Jenny lijkt niets gemerkt te hebben van mijn innerlijke rollercoaster aan emoties.
“Denk je dat Lolan bijna wakker wordt? Ik heb zin om de dag te beginnen en onze zoektocht voort te zetten.”
Omdat ik mijn stem niet vertrouw bijt ik eerst in een abrikoos, het sap spat eruit. Als een klein kind heb ik zonder op te letten gewoon gebeten! Dat was zeker niet mijn slimste zet.
“hmmm” knik ik, zowel omdat het lekker is als dat ik bedoel dat Lolan wel bijna zou moeten opstaan.
Gulzig eet ik verder en ik zie dat Jenny hetzelfde doet met haar appel.
“De appels hier zijn wel heerlijk! Minder zoet dan dat ze bij mij thuis zijn, maar een heel volle smaak.”
“Het reizen maakt van jou een heuze appelkenner.” Antwoord ik met een knipoog.
Zonder antwoord pakt ze een noot van de grond en gooit het met zwakke boog mijn richting uit.
Meteen begint er een notengevecht waarbij ons giechelen steeds luider wordt.
Tot we plots door Lolan opgeschrikt worden
“Zal het gaan ja? Er zijn nog mensen die proberen te slapen!”
Hij staart slaperig uit zijn ogen en krabt aan zijn schedel.
Meteen houdt het giechelen op. Toch gooit Jenny nog een noot mijn kant op dat tot in mijn bloes valt.
We kijken elkaar aan en barsten in lachen uit terwijl ik de noot probeer terug te vissen.
Lolan staart ons geïrriteerd aan en bromt wat.
“Stelletje kleine kinderen, moeten jullie nu echt heel het bos laten weten waar we zitten.”
Wanneer ik weer op adem gekomen ben nodig ik hem uit om erbij te zitten en mee te eten. Dan kunnen we daarna op pad gaan. Ik heb geen greintje spijt dat we hem hebben wakker gemaakt. We moeten toch op weg, dus liever zo dan aangevallen door een beer.
Half protesterend zet hij zich neer, met eten krijg je bij Lolan alles voor elkaar denk ik.
Zwijgend eten we samen de rest van het fruit en de noten op, maar elke keer als onze blikken kruisen giechelen Jenny en ik zachtjes na over het kleine gevecht.
Wanneer we genoeg gegeten hebben laten we de restjes achter voor de dieren rond ons. Het lijkt of we allemaal wat tot onze zinnen gekomen zijn, en zelfs meer van het avontuur kunnen genieten. We weten wat ons te doen staat, maar zorgen maken heeft weinig zin. Ik denk dat ik dat eindelijk door heb. Het zal ons toch niet helpen.
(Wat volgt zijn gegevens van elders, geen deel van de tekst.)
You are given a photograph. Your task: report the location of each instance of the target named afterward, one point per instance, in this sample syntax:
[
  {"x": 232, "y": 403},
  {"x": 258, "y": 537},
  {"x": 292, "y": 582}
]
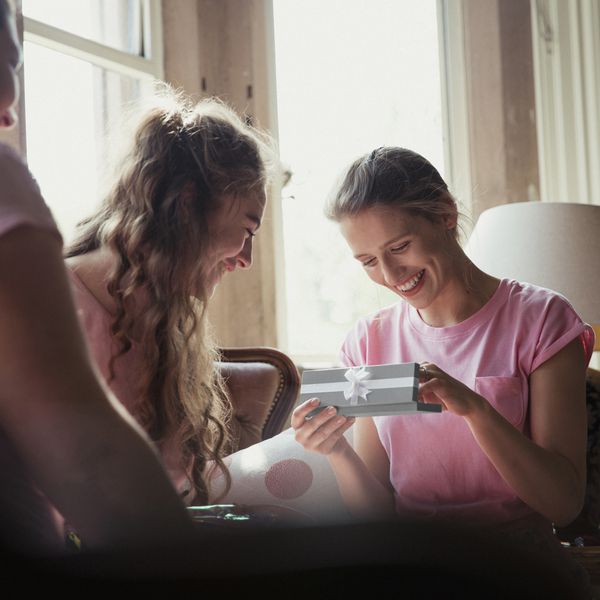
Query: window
[
  {"x": 84, "y": 61},
  {"x": 352, "y": 75}
]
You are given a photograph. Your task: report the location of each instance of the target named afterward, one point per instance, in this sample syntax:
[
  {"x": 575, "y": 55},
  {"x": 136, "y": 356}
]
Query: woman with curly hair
[
  {"x": 183, "y": 211},
  {"x": 64, "y": 442}
]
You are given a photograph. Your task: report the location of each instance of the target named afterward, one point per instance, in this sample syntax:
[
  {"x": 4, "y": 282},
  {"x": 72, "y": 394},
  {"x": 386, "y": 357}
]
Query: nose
[
  {"x": 391, "y": 272},
  {"x": 8, "y": 118},
  {"x": 244, "y": 258}
]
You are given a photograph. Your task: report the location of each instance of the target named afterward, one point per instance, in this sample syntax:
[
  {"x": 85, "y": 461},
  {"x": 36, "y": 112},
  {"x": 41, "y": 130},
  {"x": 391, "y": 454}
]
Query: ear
[
  {"x": 450, "y": 219},
  {"x": 186, "y": 198}
]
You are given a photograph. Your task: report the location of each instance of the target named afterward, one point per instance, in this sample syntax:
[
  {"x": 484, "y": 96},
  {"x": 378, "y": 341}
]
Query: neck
[
  {"x": 462, "y": 295},
  {"x": 93, "y": 269}
]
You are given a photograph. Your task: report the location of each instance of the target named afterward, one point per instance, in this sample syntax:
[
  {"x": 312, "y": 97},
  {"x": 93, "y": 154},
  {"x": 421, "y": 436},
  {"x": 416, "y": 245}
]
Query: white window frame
[
  {"x": 566, "y": 52},
  {"x": 150, "y": 66},
  {"x": 455, "y": 104}
]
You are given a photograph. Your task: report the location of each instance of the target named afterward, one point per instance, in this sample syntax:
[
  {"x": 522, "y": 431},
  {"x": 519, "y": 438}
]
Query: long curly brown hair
[{"x": 160, "y": 238}]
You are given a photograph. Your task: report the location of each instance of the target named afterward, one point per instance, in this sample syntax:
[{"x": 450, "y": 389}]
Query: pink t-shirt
[
  {"x": 27, "y": 520},
  {"x": 96, "y": 322},
  {"x": 436, "y": 466}
]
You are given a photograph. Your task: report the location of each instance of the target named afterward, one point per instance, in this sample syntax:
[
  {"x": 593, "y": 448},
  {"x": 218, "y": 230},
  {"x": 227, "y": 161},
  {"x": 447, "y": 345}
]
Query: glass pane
[
  {"x": 115, "y": 23},
  {"x": 69, "y": 105},
  {"x": 369, "y": 77}
]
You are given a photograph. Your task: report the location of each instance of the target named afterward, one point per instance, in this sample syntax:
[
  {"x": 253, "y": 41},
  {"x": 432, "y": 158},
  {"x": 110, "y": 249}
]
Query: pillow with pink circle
[{"x": 279, "y": 472}]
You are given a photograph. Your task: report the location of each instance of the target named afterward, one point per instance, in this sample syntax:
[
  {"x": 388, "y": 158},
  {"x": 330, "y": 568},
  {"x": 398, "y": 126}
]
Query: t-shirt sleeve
[
  {"x": 21, "y": 202},
  {"x": 559, "y": 325}
]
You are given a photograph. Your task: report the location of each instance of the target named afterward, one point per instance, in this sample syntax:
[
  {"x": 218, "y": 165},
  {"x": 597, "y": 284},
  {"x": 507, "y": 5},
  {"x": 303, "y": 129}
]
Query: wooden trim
[
  {"x": 224, "y": 48},
  {"x": 289, "y": 386}
]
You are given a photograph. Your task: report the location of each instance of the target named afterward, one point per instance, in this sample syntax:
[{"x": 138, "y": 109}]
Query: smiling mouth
[{"x": 412, "y": 283}]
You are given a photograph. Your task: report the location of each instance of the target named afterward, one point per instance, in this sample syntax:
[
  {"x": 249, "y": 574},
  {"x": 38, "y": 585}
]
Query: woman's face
[
  {"x": 10, "y": 63},
  {"x": 232, "y": 228},
  {"x": 409, "y": 255}
]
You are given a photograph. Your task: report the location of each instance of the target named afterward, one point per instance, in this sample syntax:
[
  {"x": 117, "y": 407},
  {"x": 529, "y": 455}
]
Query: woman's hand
[
  {"x": 322, "y": 433},
  {"x": 437, "y": 387}
]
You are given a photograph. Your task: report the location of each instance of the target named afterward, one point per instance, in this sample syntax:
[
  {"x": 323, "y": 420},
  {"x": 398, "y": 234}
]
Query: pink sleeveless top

Jenny en Lolan verwonderen zich steeds meer over alle dieren die we in het woud zien. Eerst gilt Jenny bij het zien van een klein insect, maar later zoekt ze er zelf naar omdat ze de beestjes schattig vindt. Lolan heeft dan weer een wolf gezien en fantaseert over hoe hij het magnifieke dier aan zijn zijde zou kunnen houden.
Ik word ook steeds enthousiaster en duid hier en daar sporen aan van dieren die zich verschuilen omdat wij langs lopen.
De eekhoorns blijven het nieuwsgierigste, zij komen met nootjes in hun pootjes naar ons toe. Hun gekke neusjes bewegen nerveus op en neer. Alsof ze elkaar aanporren wie er het dichtste durft naderen.
Al bij al is het heel rustgevend, maar de spanning keer terug als we tegen de late avond het dorp Azalon zien liggen. We zijn bijna op onze bestemming, maar iets zegt me dat we weer een nacht rust moeten houden voor we doorgaan. Tot nu toe zijn we geen gevaren tegengekomen, maar dat gaat veranderen, mijn instinct is hierop voorbereid. Ik geef Lolan en Jenny instructies om de woonboom te zoeken. Ik hoop dat er hier eentje is, anders moeten we het dorp ingaan, en dat is gevaarlijk omdat we zullen opvallen.
Na een tijdje rond te kijken lijken er geen woonbomen rond het dorp te zijn. Dat is niet zo verwonderlijk, bij Silvatek is het ook zo, ik hoopte alleen dat we de veiligheid van het woud niet moesten ontsnappen.
“Ok jongens, probeer niet op te vallen, ik weet waar de herberg is en ik heb nog wel ergens 2 zilverstukken om te betalen. Als dat niet voldoende is dan noem ik mijn vader wel, waarschijnlijk laten ze ons dan blijven.”
Het zou ook kunnen dat ze ons niet laten blijven, als Philippe zijn anti-Aliabeleid heeft voortgezet in dit dorp, dan zou het kunnen dat ik niet welkom ben. Daarom zal ik niet als eerste mijn vader’s reputatie gebruiken.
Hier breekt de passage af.